REVIEW, The Morning Telegraph, May 26, 1912:

"Such originality as is displayed in the evolution of this otherwise average offering, in the scene where the husband tells his wife of the explosive contained in the music box, through the child's spelling blocks, deserves a niche in the motion picture story hall of permanent record. At the beginning the woman is loved by two men, one of criminal mind, who is sent to prison for an attack on the foreman of the works where both men are employed. The other wins her, and later he is stricken with paralysis and loses power of motion or speech, save for the flickering of his eyelids. The rival comes from prison and visits them, pretending friendship and sympathy to the wife and child, but constantly taunting the husband about his helplessness and threatening revenge. He then attempts to win the wife, and urges her to run away with him, and when she refuses he plans a terrible revenge. He brings the child a music box, which is in reality a bomb set for an explosion within fifteen minutes from the time he leaves. Unable to speak or move, the husband at last manages to attract the attention of the child by force of suggestion, and through a pastime he and the little one had invented he signifies by the uplift or wink of an eyelid which letters from her pile of blocks she must place, one after the other, and in this way informs the wife of the bomb, which she seizes and hurls out of the window just before it explodes, the missile rolling down the hill where the ex-convict had been waiting, he being the victim of his own plotting. For melodrama of the thrilling sort it could not be more effective, and as staged and acted it is remarkably fine."

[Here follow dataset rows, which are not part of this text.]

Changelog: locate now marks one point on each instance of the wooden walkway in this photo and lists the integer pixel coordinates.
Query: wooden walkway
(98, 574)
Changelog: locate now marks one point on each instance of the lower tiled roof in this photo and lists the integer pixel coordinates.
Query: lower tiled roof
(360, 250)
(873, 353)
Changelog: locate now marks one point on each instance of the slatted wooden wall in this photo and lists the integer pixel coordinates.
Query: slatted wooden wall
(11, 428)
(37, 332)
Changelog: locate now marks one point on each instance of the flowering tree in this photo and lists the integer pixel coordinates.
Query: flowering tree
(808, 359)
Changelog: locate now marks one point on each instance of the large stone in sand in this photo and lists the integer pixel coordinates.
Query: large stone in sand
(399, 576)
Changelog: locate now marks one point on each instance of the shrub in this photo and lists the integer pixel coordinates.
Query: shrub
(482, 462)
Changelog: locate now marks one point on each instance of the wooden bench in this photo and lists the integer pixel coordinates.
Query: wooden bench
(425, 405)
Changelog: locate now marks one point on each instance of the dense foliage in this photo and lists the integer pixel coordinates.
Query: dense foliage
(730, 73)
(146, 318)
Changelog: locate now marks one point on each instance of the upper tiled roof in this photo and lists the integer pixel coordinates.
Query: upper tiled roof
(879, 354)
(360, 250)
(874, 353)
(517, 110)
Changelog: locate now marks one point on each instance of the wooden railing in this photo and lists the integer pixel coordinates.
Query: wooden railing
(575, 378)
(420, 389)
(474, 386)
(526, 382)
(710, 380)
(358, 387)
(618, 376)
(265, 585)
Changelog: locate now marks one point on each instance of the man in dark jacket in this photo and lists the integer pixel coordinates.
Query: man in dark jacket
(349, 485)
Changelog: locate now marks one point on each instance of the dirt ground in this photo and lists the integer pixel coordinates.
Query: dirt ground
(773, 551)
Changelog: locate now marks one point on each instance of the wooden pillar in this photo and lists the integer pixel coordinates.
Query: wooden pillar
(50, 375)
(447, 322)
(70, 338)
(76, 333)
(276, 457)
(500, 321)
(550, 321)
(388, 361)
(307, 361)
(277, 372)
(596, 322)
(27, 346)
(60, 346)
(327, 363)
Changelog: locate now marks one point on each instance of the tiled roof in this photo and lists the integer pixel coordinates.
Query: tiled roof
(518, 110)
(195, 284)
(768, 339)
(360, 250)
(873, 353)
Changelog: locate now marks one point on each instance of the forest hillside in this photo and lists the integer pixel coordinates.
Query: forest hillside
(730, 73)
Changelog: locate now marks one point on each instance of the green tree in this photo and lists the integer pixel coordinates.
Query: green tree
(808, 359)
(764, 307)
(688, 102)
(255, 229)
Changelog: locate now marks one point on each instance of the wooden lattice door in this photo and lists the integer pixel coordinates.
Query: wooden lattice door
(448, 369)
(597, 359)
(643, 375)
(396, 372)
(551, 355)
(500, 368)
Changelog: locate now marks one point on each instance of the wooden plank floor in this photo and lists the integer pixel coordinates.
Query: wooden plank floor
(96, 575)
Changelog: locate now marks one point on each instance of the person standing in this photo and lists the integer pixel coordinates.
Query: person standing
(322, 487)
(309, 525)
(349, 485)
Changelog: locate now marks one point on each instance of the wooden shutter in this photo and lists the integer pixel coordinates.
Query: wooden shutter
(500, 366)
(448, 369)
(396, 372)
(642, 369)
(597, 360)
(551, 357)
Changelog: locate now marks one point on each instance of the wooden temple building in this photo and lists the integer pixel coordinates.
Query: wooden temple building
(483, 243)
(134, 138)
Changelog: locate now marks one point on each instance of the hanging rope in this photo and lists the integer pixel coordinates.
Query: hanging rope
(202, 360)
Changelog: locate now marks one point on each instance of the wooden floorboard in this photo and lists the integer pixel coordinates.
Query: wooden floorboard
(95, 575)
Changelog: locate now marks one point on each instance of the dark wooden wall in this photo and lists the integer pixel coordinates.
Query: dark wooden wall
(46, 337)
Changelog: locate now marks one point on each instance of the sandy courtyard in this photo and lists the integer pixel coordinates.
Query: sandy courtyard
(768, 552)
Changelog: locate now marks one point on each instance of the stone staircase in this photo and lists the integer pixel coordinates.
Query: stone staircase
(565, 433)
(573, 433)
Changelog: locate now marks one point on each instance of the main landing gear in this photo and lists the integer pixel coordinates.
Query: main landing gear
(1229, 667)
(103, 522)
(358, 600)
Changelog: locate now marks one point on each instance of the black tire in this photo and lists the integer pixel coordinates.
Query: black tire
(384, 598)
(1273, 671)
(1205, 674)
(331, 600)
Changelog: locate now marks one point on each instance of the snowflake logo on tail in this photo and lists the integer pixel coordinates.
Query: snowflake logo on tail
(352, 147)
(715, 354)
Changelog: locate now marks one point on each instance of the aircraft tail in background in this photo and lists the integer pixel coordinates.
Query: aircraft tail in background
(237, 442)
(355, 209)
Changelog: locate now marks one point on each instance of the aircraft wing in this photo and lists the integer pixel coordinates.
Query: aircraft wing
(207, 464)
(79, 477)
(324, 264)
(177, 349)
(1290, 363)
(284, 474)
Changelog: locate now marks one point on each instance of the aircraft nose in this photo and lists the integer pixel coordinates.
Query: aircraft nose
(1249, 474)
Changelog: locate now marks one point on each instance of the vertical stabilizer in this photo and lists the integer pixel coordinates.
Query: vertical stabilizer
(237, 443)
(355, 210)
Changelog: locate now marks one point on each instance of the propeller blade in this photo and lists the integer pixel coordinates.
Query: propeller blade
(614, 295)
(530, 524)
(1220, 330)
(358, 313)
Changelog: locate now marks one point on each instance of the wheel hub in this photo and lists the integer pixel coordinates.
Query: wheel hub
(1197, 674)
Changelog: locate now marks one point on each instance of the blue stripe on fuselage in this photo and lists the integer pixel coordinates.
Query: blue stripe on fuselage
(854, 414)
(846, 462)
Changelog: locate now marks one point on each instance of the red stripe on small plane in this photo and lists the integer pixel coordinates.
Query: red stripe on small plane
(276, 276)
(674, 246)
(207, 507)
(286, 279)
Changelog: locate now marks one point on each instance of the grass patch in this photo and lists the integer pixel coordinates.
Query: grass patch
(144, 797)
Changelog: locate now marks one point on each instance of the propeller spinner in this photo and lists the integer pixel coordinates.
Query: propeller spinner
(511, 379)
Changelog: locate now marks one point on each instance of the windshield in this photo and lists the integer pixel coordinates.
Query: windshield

Note: This review was printed in connection with the earlier-scheduled release date of May 21, 1912 for this film. Later, when the release date was moved forward, another review was printed at a subsequent date, as per the following.

 

ADDITIONAL REVIEW, The Morning Telegraph, June 16, 1912:

"Intensely melodramatic, this photodrama is one which will assuredly make all who see it 'sit up and take notice.' A girl is loved by two men, one of whom she accepts and marries. The other attacks his foreman and is sent to prison for a term of years, on his release revenge still being uppermost in his mind. He seeks out the pair and finds that the husband has been stricken with paralysis and can only move his eyes. Through this he is enabled to communicate with his child in a clever manner, she spelling out the words he wishes to utter with her toy blocks as he indicates which ones to place, merely through the movement of his eyes. The villain visits the family and plays the friend in the presence of the husband but tries to force the wife to go away with him. Then he contrives a bomb in a child's music box and gives it to the infant. It is set to go off at 5 o'clock, and the friend whispers this information to the helpless husband and then leaves the house and the family to be blown up. But the father manages to communicate the information to the wife through the blocks, and she throws the music box out of the house just in time and it rolls down an embankment where the villain is standing, and he is killed. The acting is splendid and the work of the husband in the big scene is especially so. The explosion is well worked up and the suspense is ably sustained."